Transformers: War for Cybertron

Goodie, baddie gun drops

Gameplay is pretty standard run and gun third-person stuff, which although doesn't offer anything new, has enjoyable combat, excellent controls and, at times, exceptional graphics and animations. Transformers control as you'd expect them to, with precise movement and aiming when in robot form, and speed and agility when transformed. Transformations themselves are fluid, organic, and far swifter than my fudgy fingers could ever manage with the die-cast and plastic of the original toys.

Although you'll never tire of seeing and hearing transformations, better use could have been made of vehicle abilities. Chapters featuring aircraft Transformers are constructed around flight, with sections devoted to aerial acrobatics through tunnels and around space stations. But those featuring vehicles do little to compel transformation. With no clock ticking, sections featuring expressways can be traversed in robot form with no penalty other than slower progress.

Tunnels and space stations also provide the game's graphical highlights. The graphics of the Autobots' capital city of Iacon, while doing a good job of realising a massive, mechanised city on the brink of destruction, show little variation. It remains a beautiful game overall, but one that disappoints by the lack of variety in this main setting.

Variation is limited in gameplay too. Though individual chapters mix things up, the bulk of the game is never elevated beyond run and gun mechanics. It serves up a decent, if unoriginal, cast of enemy types, all of which are copied lock stock from Halo, even down to a tank which is vulnerable at its rear. But whereas it copies Halo's enemies with reasonable success, it is far less successful in copying Halo's AI and pacing.

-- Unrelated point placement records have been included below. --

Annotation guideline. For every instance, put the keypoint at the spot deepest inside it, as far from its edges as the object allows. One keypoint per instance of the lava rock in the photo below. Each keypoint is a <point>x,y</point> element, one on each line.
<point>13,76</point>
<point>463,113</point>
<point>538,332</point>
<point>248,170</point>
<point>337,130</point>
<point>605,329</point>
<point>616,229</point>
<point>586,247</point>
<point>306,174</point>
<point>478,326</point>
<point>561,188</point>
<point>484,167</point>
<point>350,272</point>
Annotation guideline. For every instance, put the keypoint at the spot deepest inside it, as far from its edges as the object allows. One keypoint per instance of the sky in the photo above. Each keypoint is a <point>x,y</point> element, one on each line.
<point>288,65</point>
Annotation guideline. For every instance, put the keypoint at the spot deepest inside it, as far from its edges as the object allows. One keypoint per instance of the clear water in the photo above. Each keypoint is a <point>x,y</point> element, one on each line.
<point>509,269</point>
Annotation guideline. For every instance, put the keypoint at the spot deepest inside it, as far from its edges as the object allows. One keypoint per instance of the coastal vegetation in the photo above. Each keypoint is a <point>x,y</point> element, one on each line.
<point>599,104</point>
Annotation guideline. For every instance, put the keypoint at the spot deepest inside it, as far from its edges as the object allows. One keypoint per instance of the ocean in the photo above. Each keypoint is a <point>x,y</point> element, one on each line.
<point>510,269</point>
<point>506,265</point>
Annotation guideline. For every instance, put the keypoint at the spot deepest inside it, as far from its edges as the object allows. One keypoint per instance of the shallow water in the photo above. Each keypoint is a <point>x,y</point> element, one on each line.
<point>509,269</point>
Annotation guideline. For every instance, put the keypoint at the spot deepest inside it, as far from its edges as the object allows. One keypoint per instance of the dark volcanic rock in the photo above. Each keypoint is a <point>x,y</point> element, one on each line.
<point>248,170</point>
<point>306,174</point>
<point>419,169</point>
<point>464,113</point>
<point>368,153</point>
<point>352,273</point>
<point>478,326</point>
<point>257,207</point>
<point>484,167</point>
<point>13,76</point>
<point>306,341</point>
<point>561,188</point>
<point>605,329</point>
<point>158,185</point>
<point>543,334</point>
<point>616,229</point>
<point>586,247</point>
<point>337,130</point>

Transformers: War for Cybertron

Balls of steel

Multiplayer fragfest..

Transformers: War for Cybertron

Stop. Hammer time!

Combat is War for Cybertron's only mode of progression. Relentless and frenetic, the game feels more multiplayer fragfest than single player campaign. It's impossible to keep track of objectives with so much going on all the time, despite the excellent dialogue throughout. But this isn't such a concern, as objectives never offer anything more cerebral than press button, shoot glowing object.

Given the campaign has such a multiplayer feel, it's ironic the online offering doesn't live up to expectations. Multiplayer comes in six flavours, with standard Team Deathmatch by far the best. CTF and Bomb Run variations do little to distinguish themselves from each other, but my favourite, Conquest, at least brings a nice degree of strategy in having to capture and hold multiple nodes for victory.

Alternatively, there's a three-player co-op campaign that excels, owing to the game's manageable, bite-sized chapters. And finally, Escalation offers a Horde-style mode, which, at present, only has two maps, and plays more like COD World at War's Nacht der Untoten, where you have to collect kill points to purchase ammo, health, or unlock new areas.

Transformers: War for Cybertron

It's only a drill, minor thing really

Verdict

Transformer fans can add at least 10% onto the review score for War for Cybertron. It's head and shoulders above any other Transformers game, with treatment of the narrative and characters its greatest success. For all other gamers, it represents a decent third-person shooter with a solid campaign mode and reasonable online offering.

And for all non gamers who have mistakenly stumbled across this review, perhaps Orson Wells summed up the experience best when talking of his very last on-screen appearance in Transformers: The Movie, when he said:

“The Japanese have funded a full-length animated cartoon about the doings of these toys, which is all bad outer-space stuff. I play a planet. I menace somebody called Something-or-other. Then I'm destroyed. My plan to destroy Whoever-it-is is thwarted and I tear myself apart on the screen.”